LOS ANGELES, CA — It’s tough to find something to say about head coach John Beilein’s Michigan basketball team that hasn’t already been said or written.
High character kids … check.
Brilliantly coached offensively … check.
Elite program …
Well, that’s where many stop short.
Contrary to popular belief, Michigan has a proud basketball tradition, with Finals appearances in the 1960s, ‘70s, ‘80s and ‘90s, as well as one in 2013. It’s one of the reasons Beilein took the job at Michigan, remembering the Cazzie Russell/Bill Buntin days and envisioning what he could do with the resources a school like Michigan could provide.
And then he saw Crisler Arena.
Beilein had to work hard to help change the culture of a program that had always played second fiddle to football, grinding diligently to speed up renovations to turn Crisler into the elite facility it is today.
“We’re the leaders and best in everything else,” he told the higher-ups in Ann Arbor. “We should be the leaders and best in basketball, too.”
He meant it as it pertained to resources, but he’s proven over the last several years he’s second to nobody when it comes to building a program. He’s the cleanest coach in college basketball, according to his peers, his players graduate, they get better … and now they’ll play Saturday for the right to go to San Antonio for the Final Four.
“We have a great culture,” Beilein said in the hallway outside the Los Angeles Clippers locker room his players were using … that after joking, “I just might “ when asked if walk-on C.J. Baird might start Saturday.
Baird, a former manager, hit a long triple from the top of the key to put the icing on a 99-72 blowout win over Texas A&M.
He watched Baird for a second before turning his attention to the bench and watching his teammates go absolutely nuts in celebration.
It was a moment he said he’d never forget.
“You guys will remember some of the big plays,” he said. “I’ll remember that one and their reaction.”
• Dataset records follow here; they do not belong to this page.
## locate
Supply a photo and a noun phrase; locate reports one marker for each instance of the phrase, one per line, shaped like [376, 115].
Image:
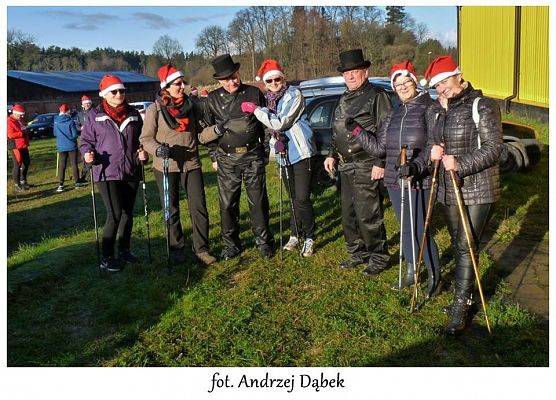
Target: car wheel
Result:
[533, 150]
He won’t likely forget this game, though. While Texas A&M did its chirping before the game, they couldn’t back it up.
“Unstoppable,” freshman point guard T.J. Starks said in the pregame … and Michigan sophomore Zavier Simpson proved he wasn’t in pressuring him into five turnovers and cutting the head off the snake of the offense.
“Unguardable” was the word big man Tyler Davis used for him and his big (and slow … SEC speed doesn’t translate to the hardwood, apparently) teammates, and while he scored his 24 points, many of them were conceded.
“We were up so much, we knew they weren’t going to beat us with twos,” Beilein said.
Michigan, meanwhile, stuck to its game plan of letting the play on the floor do the talking, with a little bit of trash talk thrown in when it started to get away from A&M early.
Most of it came from junior center Moe Wagner … and to be clear, he wasn’t yapping in German.
Their warm-up shirts, in fact, say ‘Do More — Say Less,’ and it wasn’t Beilein’s doing. The players came up with the slogan, he said, with some pride in his voice.
“It’s something that we recruit, a culture that we're united, and we really work at that,” he said of his team’s 21 assists on 39 made field goals. “We really value the assist as much as the shot. We talk as much about that.
“The other thing about getting assists, the pass has to be on time and on target. If you saw us early in the year, guys were catching the ball here and here … it's a thing they just have to work on to make sure that these guys can catch the ball and be ready to shoot it.”
It’s why they practice fundamentals over and over, and why the Wolverines rarely turn it over.
They also practice shooting, and when it’s good, it’s really good. The Wolverines made 10 triples in the first half alone on the way to a 14-for-24 performance … when they weren’t nailing them, the threat of the long ball opened the floor for senior Muhammad-Ali Abdur-Rahkman (24 points) and redshirt sophomore Charles Matthews (18).
“He’s come a long way,” Beilein said of Matthews. “I’ve told you guys, he was like Bambi on Ice … he told me, ‘Coach, I don’t know if I’ll ever be able to get this.’”
Like most of Beilein’s players, however, he’s continued to improve … slowly at times, but his perseverance is now paying off on the biggest of the big stages.
He started off at Kentucky dreaming of national titles, but now he’s got a legitimate shot to do it at Michigan, for a program that couldn’t be any different.
There’s no guarantee that the Wolverines will even make the Final Four, of course, but how a propos would it be for the program that does everything right to go all the way in a year in which college basketball has been exposed for the cesspool it really is?
Regardless of what happens the rest of the way, though, the 2017-18 squad will go down as Elite, and not just because of the Sweet 16 win Thursday that sent them to the round of eight.